László moves into a storage space, and things take a turn for the unexpected when an important client, Harry Van Buren (Joe Alwyn), comes to the shop. His father, rich businessman Harrison Lee Van Buren, is away, and Harry wants to surprise him on his return with a brand new library (“Keep it below $1,000”). It’s at this point we learn that László was a licensed architect back in Budapest, and he is more that qualified for the job.
On his return Van Buren Snr. (Guy Pearce) is mortified by their streamlined designs and throws László and Atilla out on their ears, screaming, “You have turned it all inside out!” Harry refuses to pay them, and Atilla evicts László, falsely accusing him of flirting with his wife. He winds up doing manual labor, and is shocked when Van Buren turns up at his workplace. Like many of the nouveau riche, it turns out that Van Buren believes his own publicity, never more so than when a society magazine features him and his spanking new library with the headline, “A MILLIONAIRE AMID HIS MODERNS.” Van Buren has done his homework too. “Why is an acclaimed foreign architect shoveling coal in Philly?” he wonders.
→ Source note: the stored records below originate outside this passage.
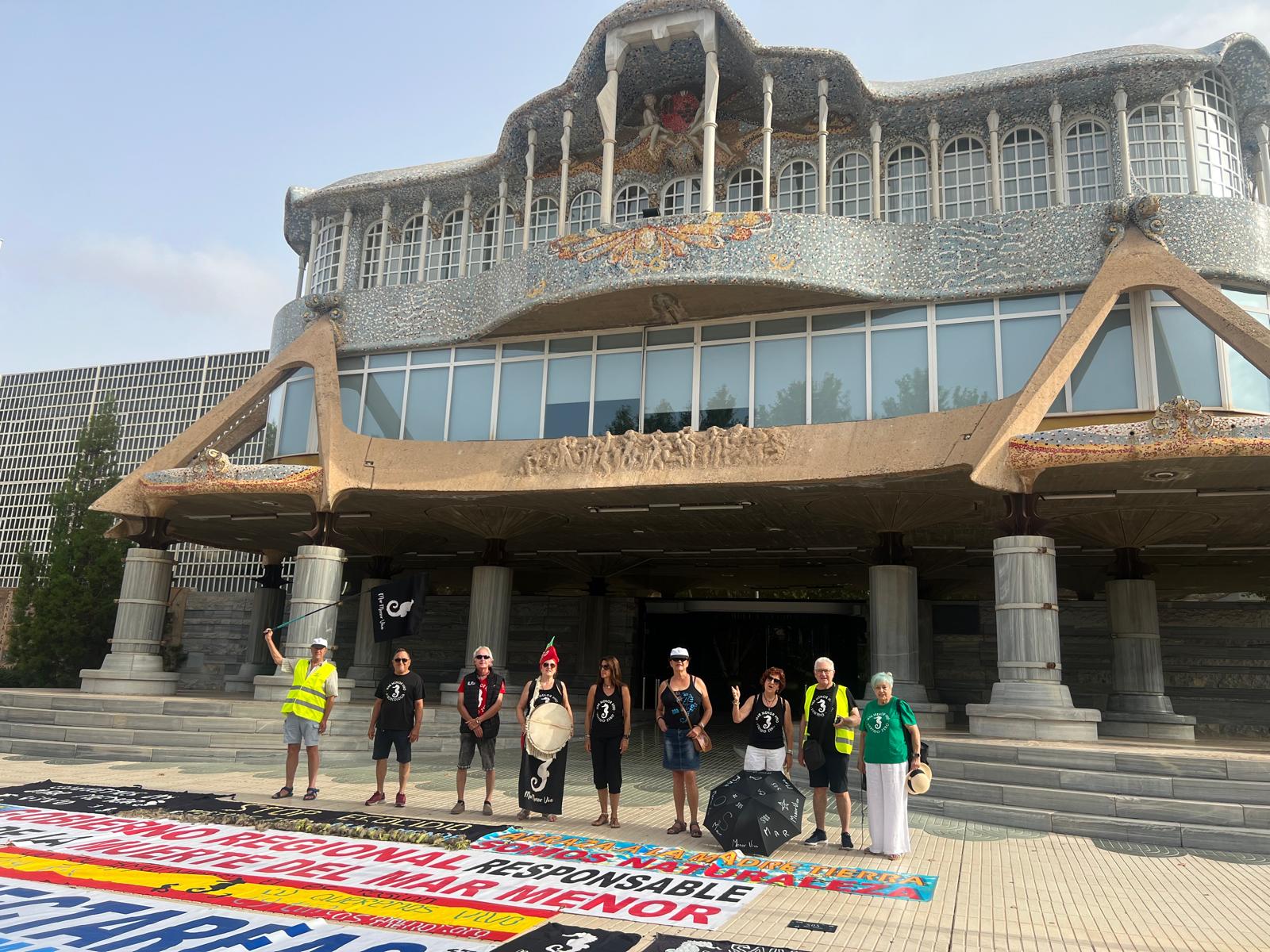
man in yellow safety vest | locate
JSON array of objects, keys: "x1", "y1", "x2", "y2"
[{"x1": 264, "y1": 628, "x2": 339, "y2": 800}]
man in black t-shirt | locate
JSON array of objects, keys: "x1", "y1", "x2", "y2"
[{"x1": 366, "y1": 647, "x2": 423, "y2": 806}]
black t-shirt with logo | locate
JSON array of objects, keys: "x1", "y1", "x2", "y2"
[{"x1": 375, "y1": 671, "x2": 423, "y2": 731}]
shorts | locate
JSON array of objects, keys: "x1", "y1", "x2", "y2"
[
  {"x1": 282, "y1": 713, "x2": 319, "y2": 747},
  {"x1": 806, "y1": 750, "x2": 851, "y2": 793},
  {"x1": 371, "y1": 730, "x2": 410, "y2": 764},
  {"x1": 459, "y1": 732, "x2": 498, "y2": 773}
]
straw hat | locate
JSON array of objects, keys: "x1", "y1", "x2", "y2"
[{"x1": 904, "y1": 763, "x2": 932, "y2": 793}]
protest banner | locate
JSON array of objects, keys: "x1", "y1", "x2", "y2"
[
  {"x1": 0, "y1": 884, "x2": 491, "y2": 952},
  {"x1": 470, "y1": 827, "x2": 938, "y2": 903},
  {"x1": 0, "y1": 808, "x2": 762, "y2": 941}
]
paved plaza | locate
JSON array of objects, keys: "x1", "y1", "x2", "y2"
[{"x1": 0, "y1": 727, "x2": 1270, "y2": 952}]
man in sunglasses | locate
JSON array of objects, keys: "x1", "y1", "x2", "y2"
[
  {"x1": 449, "y1": 645, "x2": 506, "y2": 816},
  {"x1": 366, "y1": 647, "x2": 423, "y2": 806}
]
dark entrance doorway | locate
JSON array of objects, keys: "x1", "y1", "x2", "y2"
[{"x1": 631, "y1": 599, "x2": 868, "y2": 728}]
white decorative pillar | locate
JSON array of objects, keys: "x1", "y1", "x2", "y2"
[
  {"x1": 764, "y1": 72, "x2": 772, "y2": 212},
  {"x1": 1049, "y1": 99, "x2": 1067, "y2": 205},
  {"x1": 556, "y1": 109, "x2": 573, "y2": 227},
  {"x1": 252, "y1": 546, "x2": 354, "y2": 701},
  {"x1": 926, "y1": 118, "x2": 944, "y2": 221},
  {"x1": 521, "y1": 125, "x2": 538, "y2": 251},
  {"x1": 1099, "y1": 579, "x2": 1195, "y2": 740},
  {"x1": 80, "y1": 548, "x2": 179, "y2": 694},
  {"x1": 868, "y1": 565, "x2": 949, "y2": 730},
  {"x1": 965, "y1": 536, "x2": 1101, "y2": 740},
  {"x1": 815, "y1": 79, "x2": 829, "y2": 214},
  {"x1": 335, "y1": 207, "x2": 353, "y2": 290},
  {"x1": 701, "y1": 49, "x2": 719, "y2": 212},
  {"x1": 988, "y1": 109, "x2": 1001, "y2": 212},
  {"x1": 868, "y1": 119, "x2": 881, "y2": 221},
  {"x1": 1115, "y1": 86, "x2": 1133, "y2": 198},
  {"x1": 597, "y1": 66, "x2": 618, "y2": 227}
]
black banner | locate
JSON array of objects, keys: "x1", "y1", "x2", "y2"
[
  {"x1": 371, "y1": 573, "x2": 428, "y2": 641},
  {"x1": 493, "y1": 923, "x2": 643, "y2": 952}
]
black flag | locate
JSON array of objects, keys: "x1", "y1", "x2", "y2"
[{"x1": 371, "y1": 573, "x2": 428, "y2": 641}]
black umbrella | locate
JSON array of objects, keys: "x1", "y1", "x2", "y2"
[{"x1": 706, "y1": 770, "x2": 806, "y2": 855}]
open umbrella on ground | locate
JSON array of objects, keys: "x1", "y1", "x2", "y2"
[{"x1": 706, "y1": 770, "x2": 806, "y2": 855}]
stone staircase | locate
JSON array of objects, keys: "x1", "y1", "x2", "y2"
[{"x1": 914, "y1": 732, "x2": 1270, "y2": 853}]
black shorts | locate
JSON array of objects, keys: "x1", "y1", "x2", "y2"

Van Buren takes László off the breadline and charges him with executing his dream: a community center — called The Institute — in honor of his late wife Margaret. The building must be a multi-faith space, which rankles with László’s purist sensibilities, but he accepts the challenge while bristling at Van Buren’s attempts to rein in his vision (a not-too opaque metaphor for any director’s relationship with their producers).
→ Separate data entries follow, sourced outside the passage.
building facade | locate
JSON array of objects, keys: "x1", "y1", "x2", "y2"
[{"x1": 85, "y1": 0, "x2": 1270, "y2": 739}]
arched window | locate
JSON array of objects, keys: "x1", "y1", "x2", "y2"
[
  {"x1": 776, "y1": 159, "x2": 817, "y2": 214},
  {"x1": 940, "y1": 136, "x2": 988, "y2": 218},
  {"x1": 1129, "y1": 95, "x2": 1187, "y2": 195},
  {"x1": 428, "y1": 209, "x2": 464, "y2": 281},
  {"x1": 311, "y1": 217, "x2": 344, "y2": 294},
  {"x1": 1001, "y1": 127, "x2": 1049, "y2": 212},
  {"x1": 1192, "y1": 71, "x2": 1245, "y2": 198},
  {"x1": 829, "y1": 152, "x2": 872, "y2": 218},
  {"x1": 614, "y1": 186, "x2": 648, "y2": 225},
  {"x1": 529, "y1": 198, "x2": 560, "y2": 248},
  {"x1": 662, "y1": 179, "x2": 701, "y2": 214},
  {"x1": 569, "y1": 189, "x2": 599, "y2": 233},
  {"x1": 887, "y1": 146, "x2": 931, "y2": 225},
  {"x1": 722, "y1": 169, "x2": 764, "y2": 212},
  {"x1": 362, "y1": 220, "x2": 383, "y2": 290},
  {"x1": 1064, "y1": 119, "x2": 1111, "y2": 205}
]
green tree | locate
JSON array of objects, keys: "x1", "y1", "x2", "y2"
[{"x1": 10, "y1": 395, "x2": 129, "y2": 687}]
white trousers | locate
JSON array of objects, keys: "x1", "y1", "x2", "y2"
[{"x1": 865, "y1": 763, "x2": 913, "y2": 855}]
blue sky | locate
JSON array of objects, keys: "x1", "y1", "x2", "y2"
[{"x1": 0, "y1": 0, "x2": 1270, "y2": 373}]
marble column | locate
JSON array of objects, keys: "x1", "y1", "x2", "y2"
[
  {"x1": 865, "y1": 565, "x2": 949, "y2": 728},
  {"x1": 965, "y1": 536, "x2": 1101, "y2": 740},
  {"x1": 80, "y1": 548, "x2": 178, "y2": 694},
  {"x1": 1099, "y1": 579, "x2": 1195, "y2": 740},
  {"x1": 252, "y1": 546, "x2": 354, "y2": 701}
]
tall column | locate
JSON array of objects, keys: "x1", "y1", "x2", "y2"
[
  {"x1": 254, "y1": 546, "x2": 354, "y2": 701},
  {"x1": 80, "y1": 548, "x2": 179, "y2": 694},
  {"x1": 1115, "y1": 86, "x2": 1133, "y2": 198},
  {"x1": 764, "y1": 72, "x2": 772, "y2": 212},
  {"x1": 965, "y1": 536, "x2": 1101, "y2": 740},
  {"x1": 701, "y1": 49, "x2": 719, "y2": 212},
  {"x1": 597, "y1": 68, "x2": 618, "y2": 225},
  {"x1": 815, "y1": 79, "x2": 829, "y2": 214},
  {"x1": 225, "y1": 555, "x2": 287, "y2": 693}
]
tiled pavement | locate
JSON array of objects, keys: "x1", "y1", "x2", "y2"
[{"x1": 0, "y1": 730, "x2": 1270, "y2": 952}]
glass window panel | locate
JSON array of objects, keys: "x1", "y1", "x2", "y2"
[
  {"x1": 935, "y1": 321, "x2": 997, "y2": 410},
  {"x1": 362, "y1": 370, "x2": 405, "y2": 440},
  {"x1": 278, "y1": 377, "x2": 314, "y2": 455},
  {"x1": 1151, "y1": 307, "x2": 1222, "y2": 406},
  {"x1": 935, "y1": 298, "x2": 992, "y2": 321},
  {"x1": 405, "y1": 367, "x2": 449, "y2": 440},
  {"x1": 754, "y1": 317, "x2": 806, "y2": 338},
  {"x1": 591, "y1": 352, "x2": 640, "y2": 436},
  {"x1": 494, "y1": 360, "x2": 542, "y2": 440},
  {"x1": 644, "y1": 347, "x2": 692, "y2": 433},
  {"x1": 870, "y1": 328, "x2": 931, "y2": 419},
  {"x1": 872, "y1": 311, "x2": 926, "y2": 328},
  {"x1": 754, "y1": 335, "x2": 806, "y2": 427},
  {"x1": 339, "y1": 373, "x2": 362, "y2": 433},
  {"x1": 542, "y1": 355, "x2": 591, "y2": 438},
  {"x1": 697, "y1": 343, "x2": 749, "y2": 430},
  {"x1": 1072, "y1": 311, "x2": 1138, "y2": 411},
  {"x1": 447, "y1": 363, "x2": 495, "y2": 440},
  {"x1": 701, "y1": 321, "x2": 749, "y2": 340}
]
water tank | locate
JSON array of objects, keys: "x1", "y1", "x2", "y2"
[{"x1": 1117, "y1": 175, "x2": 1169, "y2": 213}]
This opening half is surprisingly light — a hangout movie, almost — but the second half becomes a lot more heavy going while, oddly, never really expanding the focus (for arthouse audiences, 3hrs 15 minutes is nothing, making the intermission more of an adornment than a necessity). Titled “The Hardcore of Beauty, 1955-60”, Part Two sees Erzsébet joining him, together with their niece, Zsófia (Raffey Cassidy) at the Van Buren house. Erzsébet is something of a buzz-kill, and she detests the phoniness of her new surroundings; she doesn’t say it, but Goethe’s famous phrase must surely be on her mind as she watches her husband being used and abused: “None are more hopelessly enslaved than those who falsely believe they are free.”
Things take some dark and unexpected, not to mention entirely unbelievable turns, notably when Erzsébet confronts the Van Buren family with a doozy of bombshell that is nigh-impossible to see coming. And though Guy Pearce is simply terrific as Van Buren, his character makes a very sudden exit, which rather derails the flow of the movie. Add to this the fact that much of the film’s detail is in the epilogue, in which we find out more in 10 minutes or so about László, his art, his love for Erzsébet, and the profundity of their experiences in Dachau than we have in the actual movie.
Like László, however, Corbet is saying it as he sees it, and there’s a perverse charm to his hardcore aesthetic, just as there was in Childhood of a Leader and Vox Lux. The Brutalist reprises some of those film’s themes, and vast chunks of cast (Stacy Martin is a fixture now), but somehow it doesn’t quite feel as finished. Then again, as Frank Lloyd Wright might say, does any architect every really finish? Shot with an impressively European veneer that recalls Sunset by Hungarian director László Nemes, Corbet’s film is both an edifice to the practical possibilities of cinema and, more notionally, a memorial to the late, much-missed Scott Walker. Goddammit it, he would have written a hell of a score.